Tutti commettiamo errori. Gli scienziati sono esseri umani. Gli errori più dannosi nella saga del Covid-19 sono stati commessi dai politici, come quel buffone narcisista che era presidente del mio Paese quando è scoppiata la pandemia, Donald Trump.

Il nuovo governo in Italia ha deciso di comunicare i dati dei contagi con un bollettino settimanale e non più giornaliero. Pensa sia una scelta corretta data la fase?

Credo sia bene offrire il maggior numero possibile di informazioni sullo stato delle infezioni man mano che si verificano. Detto questo, non intendo criticare l’attuale governo o il precedente sulla gestione del Covid. Spetta agli italiani giudicare.

Pensa che la libertà di esprimere le proprie idee, anche critiche, in questi anni sia sempre stata rispettata?

Chi aveva dubbi e perplessità, da una parte o dall’altra, si è fatto ascoltare. Viviamo in una cacofonia moderna di voci disparate. Le uniche voci all’interno del dibattito scientifico che mi sembra siano state emarginate sono quelle che lo hanno fatto da sole, presentando prove non rigorose a sostegno delle loro tesi.

Un “messaggio in bottiglia” per il futuro.

Forse dovremmo tutti rileggere La peste di Camus. Ci mostra, con suprema maestria letteraria, che gli esseri umani posti di fronte a una terribile pestilenza saranno quel che sono sempre: diversi tra loro. Alcuni eroici, forti e altruisti, altri codardi, pavidi e abietti.

Diremo addio al Covid?

Non diremo addio al Covid, proprio come non possiamo dire addio alla morte o alle tasse.

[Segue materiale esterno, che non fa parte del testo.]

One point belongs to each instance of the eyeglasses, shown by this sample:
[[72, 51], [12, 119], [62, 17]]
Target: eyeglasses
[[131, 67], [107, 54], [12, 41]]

Probabilmente si giungerà al pareggio, il che significa che con il virus ingaggeremo comunque una guerra “a bassa intensità”. Impareremo a conviverci e a controllarne la minaccia, specie se avremo fiducia nella scienza e ci cureremo gli uni degli altri, ma probabilmente non la elimineremo mai. E non ce ne dimenticheremo finché non saremo distratti da qualcosa di peggio.